5 thoughts on “Polychrons in Our Classrooms

  1. What public school teacher ever really gets to be monochronic? I mean, when trying to teach, we’re dealing with discipline, multiple state and district requirements, the attendance computer that’s on the fritz, three kids who need to go to the bathroom, one kid that just came back from the counseling office, three disruptions from colleagues, and that one student who won’t stop tapping his (or is it her — I can’t ever catch the kid) pencil on the table.

    I actually wonder if our students are the monochronic ones. But perhaps I misunderstand — or am simply projecting a busy day somewhere it doesn’t belong.

  2. Bud;
    The atmosphere may appear to be polychronic; but the institutional infrastructure is, for the most part, monochronic. We all learn the same things, at the same time, in the same place, in the same way. Most of our teaching and learning is designed and not emergent. Of course, there are exceptions to this; but this is the way we have organized our schools.

    I tell the story in “Kill the Messenger” of a teacher who kept re-setting kids to their starting point to keep them busy because she didn’t teach division until the spring.

    I don’t think all kids are polychrons. In fact, I tend to agree with you that many kids like the structure of the monochronic classroom. I don’t think it’s a generational thing, like the Digital Immigrants analogy.

    You make a good point Bud. I am wondering myself whether students have just lowered their expectations for school and are willing to “play let’s pretend” with us.

    pete

  3. Pete,

    In Mr. Bugeja’s article “Distractions in the Wireless Classroom” he states:

    “Apply it to education, and education is about technology. All must adapt, and in so doing we lose centuries of erudition because principles no longer apply in practice.

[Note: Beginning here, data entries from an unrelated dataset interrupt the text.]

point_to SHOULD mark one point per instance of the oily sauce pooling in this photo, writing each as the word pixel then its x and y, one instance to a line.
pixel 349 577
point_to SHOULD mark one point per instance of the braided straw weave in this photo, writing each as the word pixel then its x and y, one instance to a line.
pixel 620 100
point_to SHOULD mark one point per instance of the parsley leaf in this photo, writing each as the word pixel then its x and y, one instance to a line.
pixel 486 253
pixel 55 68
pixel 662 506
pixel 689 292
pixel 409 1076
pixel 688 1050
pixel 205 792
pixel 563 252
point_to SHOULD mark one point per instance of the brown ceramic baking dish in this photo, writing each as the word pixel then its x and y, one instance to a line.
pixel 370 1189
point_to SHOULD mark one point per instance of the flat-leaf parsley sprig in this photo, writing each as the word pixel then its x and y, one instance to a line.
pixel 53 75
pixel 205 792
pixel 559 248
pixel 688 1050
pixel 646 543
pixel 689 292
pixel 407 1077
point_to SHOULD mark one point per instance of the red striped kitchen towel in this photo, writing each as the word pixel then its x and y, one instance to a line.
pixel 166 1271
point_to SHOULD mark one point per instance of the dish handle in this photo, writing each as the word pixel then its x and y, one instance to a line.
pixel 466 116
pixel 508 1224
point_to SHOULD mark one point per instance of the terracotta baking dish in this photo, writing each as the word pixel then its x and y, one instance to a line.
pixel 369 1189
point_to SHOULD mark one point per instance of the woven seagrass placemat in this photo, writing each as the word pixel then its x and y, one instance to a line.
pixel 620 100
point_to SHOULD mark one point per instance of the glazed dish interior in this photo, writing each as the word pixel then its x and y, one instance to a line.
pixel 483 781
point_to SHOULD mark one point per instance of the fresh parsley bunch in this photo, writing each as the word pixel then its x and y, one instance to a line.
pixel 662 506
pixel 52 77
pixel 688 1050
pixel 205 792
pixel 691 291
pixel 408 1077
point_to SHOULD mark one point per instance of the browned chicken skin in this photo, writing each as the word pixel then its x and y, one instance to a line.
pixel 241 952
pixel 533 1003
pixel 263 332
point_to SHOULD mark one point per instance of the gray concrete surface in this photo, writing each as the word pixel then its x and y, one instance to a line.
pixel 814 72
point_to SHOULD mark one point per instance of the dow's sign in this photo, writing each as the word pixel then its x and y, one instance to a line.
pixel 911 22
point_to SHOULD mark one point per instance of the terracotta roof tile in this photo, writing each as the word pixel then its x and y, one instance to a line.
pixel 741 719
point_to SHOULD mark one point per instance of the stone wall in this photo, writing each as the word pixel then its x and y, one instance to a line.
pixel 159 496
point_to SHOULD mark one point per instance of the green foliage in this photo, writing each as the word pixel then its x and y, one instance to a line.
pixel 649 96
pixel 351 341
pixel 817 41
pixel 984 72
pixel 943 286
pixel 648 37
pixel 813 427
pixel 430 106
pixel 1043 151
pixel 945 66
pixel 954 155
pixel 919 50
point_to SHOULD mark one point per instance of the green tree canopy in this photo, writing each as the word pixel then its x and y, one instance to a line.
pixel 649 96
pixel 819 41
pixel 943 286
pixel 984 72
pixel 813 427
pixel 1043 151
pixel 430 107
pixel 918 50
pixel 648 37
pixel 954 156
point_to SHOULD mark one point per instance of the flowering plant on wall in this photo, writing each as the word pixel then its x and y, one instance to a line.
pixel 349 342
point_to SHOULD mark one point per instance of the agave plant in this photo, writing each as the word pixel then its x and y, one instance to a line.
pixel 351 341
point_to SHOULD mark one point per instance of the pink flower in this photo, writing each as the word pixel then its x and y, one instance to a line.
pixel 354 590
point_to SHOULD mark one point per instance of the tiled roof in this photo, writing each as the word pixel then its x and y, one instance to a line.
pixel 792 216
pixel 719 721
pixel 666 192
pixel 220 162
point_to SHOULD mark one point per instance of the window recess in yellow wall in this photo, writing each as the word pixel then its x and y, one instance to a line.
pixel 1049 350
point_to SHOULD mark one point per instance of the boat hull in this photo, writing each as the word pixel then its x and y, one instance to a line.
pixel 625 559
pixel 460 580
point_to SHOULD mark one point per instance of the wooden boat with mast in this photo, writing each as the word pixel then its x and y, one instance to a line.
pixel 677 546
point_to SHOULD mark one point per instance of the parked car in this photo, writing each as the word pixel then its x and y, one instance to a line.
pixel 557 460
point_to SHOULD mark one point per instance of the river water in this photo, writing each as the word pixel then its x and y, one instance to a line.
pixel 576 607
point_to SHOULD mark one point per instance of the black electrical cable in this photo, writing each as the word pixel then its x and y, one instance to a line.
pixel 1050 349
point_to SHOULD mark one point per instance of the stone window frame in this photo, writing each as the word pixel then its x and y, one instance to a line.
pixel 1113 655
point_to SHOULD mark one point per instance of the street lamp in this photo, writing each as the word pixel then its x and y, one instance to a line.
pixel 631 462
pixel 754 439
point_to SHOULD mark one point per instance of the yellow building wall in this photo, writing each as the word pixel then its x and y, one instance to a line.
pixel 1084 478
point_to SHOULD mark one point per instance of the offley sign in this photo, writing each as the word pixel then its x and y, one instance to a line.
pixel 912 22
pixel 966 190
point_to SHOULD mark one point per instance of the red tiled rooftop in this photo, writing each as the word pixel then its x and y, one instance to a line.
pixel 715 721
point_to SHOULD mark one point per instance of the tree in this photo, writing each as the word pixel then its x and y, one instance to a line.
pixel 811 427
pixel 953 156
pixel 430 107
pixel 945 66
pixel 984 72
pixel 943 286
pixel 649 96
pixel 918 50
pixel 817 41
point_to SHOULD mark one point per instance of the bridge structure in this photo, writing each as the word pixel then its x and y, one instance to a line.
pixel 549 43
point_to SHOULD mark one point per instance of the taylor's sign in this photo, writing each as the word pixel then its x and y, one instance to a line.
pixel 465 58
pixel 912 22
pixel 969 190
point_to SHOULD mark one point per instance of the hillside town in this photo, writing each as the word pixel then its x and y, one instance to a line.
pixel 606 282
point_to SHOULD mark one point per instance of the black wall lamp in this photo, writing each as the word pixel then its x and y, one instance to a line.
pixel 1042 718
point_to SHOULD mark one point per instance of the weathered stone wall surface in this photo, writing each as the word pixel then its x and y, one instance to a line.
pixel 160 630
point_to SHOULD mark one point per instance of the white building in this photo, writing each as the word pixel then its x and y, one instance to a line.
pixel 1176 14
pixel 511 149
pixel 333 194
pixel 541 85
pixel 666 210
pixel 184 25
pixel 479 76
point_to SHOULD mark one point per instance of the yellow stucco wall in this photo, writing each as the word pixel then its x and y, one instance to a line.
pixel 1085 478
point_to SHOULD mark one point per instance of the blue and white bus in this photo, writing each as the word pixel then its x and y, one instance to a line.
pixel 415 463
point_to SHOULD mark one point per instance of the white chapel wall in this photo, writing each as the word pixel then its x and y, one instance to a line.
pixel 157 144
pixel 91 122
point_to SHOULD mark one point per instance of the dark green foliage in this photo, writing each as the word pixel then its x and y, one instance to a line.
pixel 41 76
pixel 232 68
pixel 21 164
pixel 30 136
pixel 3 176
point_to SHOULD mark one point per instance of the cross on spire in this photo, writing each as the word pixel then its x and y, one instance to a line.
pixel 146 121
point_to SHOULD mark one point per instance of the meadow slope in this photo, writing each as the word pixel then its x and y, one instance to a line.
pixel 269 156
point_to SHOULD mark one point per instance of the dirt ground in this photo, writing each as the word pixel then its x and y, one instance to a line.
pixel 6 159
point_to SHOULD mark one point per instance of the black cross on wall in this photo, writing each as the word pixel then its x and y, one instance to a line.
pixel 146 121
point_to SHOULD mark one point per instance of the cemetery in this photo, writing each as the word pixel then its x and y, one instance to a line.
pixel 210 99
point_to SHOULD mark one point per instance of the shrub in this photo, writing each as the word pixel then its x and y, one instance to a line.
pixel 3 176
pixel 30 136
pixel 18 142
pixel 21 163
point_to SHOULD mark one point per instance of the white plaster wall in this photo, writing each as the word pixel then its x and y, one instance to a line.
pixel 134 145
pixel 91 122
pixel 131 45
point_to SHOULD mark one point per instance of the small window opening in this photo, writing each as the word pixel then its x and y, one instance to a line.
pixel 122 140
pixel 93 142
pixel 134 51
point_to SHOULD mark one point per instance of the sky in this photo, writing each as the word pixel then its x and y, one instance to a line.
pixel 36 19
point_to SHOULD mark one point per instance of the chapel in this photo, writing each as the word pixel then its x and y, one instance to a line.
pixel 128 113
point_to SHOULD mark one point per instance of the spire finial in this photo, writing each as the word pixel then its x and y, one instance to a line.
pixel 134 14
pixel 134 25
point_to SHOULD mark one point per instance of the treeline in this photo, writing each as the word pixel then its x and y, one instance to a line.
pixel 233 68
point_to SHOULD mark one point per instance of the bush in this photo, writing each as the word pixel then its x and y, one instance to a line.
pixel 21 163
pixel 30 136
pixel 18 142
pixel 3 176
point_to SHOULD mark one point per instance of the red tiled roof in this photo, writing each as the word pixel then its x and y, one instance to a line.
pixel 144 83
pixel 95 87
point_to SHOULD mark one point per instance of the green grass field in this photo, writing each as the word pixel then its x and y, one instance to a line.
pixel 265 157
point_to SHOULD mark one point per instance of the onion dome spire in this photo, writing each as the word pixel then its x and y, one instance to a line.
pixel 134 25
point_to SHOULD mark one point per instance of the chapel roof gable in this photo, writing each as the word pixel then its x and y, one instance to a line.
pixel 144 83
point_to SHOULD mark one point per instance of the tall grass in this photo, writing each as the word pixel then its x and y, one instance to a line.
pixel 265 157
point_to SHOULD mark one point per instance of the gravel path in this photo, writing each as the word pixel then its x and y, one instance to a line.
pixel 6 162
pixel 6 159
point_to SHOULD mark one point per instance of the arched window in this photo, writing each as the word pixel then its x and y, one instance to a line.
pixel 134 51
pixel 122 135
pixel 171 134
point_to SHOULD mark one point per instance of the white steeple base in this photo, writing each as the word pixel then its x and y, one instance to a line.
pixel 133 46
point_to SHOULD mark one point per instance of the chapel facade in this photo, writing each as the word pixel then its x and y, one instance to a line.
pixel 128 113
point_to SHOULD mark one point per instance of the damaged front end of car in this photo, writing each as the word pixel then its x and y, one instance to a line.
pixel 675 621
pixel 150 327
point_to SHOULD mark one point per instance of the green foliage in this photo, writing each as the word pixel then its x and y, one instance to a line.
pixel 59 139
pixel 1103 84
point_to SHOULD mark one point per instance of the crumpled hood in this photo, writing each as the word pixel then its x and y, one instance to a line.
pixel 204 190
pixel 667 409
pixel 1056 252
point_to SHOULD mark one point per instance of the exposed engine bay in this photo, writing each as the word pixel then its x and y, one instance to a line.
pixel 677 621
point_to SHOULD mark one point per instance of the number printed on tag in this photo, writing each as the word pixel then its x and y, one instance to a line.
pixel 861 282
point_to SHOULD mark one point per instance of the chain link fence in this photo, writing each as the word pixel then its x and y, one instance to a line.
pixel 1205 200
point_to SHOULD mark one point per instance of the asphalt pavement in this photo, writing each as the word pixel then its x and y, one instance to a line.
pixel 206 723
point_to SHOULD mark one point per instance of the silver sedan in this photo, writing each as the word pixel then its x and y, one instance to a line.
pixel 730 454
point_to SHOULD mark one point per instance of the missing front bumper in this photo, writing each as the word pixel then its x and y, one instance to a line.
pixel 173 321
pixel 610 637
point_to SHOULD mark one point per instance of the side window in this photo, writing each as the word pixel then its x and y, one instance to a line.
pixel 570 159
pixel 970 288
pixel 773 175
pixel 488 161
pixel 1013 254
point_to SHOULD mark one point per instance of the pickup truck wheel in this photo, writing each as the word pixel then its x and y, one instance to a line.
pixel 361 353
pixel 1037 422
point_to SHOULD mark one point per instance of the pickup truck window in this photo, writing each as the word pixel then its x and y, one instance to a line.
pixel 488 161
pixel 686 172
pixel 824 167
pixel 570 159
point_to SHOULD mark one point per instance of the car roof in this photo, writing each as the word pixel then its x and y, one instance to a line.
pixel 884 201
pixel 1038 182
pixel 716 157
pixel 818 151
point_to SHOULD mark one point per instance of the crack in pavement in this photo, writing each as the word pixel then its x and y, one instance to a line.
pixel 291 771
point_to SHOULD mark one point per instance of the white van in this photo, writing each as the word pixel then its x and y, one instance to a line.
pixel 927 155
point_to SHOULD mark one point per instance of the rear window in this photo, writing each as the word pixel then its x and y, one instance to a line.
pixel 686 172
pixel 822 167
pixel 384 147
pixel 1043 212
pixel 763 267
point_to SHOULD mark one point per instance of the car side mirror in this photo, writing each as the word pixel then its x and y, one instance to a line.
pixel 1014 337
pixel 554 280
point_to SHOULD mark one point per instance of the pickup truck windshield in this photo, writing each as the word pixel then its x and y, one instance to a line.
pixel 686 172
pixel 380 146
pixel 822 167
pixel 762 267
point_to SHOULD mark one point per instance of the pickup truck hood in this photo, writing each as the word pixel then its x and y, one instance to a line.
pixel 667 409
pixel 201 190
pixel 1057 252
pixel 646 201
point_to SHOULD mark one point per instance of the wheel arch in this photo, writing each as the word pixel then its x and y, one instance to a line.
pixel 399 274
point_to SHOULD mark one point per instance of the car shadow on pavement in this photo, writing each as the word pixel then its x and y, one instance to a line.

Worse, because autonomous technology is independent of everything, it cannot be blamed for anything.”

    Education IS technology.
    Technology is not independent of everything… it IS everything.
    The wheel is technology. The classroom is a technology. Our pedagogy is technology as well.
    We do not ‘lose centuries of erudition’ we Evolve.

    The ideas of promoting ‘responsible computing’ or turning the technology off will stifle and endanger the classroom and the students.

    Imagine this:
    Today in Mrs. Smith’s History class Johnny passes Suzie a note. The teacher sees this particularly sly move on Johnny’s part and intercepts the note. She will embarrass him by reading the note in front of the class. It reads:
    ‘She’s covering what we read for homework last night. Plus, I saw a documentary about this on the History channel last week. I’ve read up to chapter 17. How about you?’

    The IM is nothing more than a glorified note. And perhaps if students were given the opportunity they could be chatting about a lecture or topic in a chat room or to another student while hearing the lecture.

    Or better yet, why does this lecture have to take place in a classroom? Could the students not get this information from a wiki text, video, or podcast? Is the lecture interactive? Is there a discussion component? Is it engaging?

    Lectures are not a one-way medium. Students with laptops can be answering questions about your lecture, posting their notes to a blog/wiki, discussing it on a chat board, applying the information in practice, etc.
    Read this: http://www.ferris.edu/htmls/academics/center/Teaching_and_Learning_Tips/Developing%20Effective%20Lectures/8stepstoactive.htm
    And you see how easily technology fits in a lecture… let alone a polychronic classroom.

    Anthony Fontana
    Bowling Green State University

  4. I have studied monochrons and polychrons especially in relation to time management, but the most important thing I have realised is that forcing either style to become the other results in chronic stress. It is very refreshing to find an educator embracing this knowledge.